Monday, March 31, 2008

PDF imposition on OS X with Quartz and RubyCocoa

Since I banged my head against this for quite a bit before coming to a satisfactory solution, I figured I’d do a writeup.

Abstract:

Imposition is the process of arranging pages on a large sheet such that they appear in the proper order when cut and folded into a booklet. PDF, being a page-oriented format, lends itself particularly well to being shuffled. While a number of different pieces of software exist to do this (freeware, shareware, and as Adobe Acrobat plugins), none of them come with source code to be tinkered with. This article discusses the development of an imposition script using only the Mac OS X drawing API and the RubyCocoa bridge.
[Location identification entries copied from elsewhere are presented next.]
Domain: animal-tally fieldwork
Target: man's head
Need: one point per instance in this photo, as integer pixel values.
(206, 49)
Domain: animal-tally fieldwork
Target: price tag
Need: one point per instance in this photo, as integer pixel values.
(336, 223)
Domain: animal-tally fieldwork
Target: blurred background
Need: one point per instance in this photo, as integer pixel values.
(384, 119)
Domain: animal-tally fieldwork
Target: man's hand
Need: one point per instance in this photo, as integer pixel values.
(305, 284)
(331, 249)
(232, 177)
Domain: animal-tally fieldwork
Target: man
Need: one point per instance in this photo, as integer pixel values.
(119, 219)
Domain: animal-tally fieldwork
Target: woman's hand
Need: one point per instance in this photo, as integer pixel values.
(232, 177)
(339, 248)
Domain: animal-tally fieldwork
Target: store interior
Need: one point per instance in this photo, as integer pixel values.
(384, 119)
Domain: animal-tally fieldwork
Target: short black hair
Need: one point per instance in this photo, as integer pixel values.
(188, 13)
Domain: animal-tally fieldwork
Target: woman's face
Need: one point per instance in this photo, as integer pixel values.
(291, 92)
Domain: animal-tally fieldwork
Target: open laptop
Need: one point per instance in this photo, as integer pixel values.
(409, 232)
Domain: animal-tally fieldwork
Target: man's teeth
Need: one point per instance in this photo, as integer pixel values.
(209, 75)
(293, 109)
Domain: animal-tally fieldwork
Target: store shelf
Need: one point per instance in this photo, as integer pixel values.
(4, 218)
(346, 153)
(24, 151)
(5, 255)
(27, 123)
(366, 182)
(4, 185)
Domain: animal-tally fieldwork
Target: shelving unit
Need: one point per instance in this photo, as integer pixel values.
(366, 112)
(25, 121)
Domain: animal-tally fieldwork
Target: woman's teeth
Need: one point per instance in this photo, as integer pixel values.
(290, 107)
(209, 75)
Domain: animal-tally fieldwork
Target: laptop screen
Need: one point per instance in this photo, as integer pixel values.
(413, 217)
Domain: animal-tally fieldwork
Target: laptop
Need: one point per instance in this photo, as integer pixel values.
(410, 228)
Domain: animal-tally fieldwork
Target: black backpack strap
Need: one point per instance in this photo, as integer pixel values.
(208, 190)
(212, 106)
This has the advantage of a) being freely modifiable and b) working out of the box on Mac OS 10.5. It should run just fine on 10.3 and later, provided that the RubyCocoa bridge is installed. The script provides a framework for re-ordering and arranging the pages of a PDF for booklet printing. An example subclass for printing DIN A6 (landscape) booklets is provided. More complicated imposition schemes and some sort of user interface are left as an exercise to the reader.

Problem:

I want to print DIN A6-sized booklets of 8 pages each. To do this, I need to rearrange the pages of my source PDF and print them 4-up such that they appear in the proper order when the page is cut in half and folded. This is known as imposition.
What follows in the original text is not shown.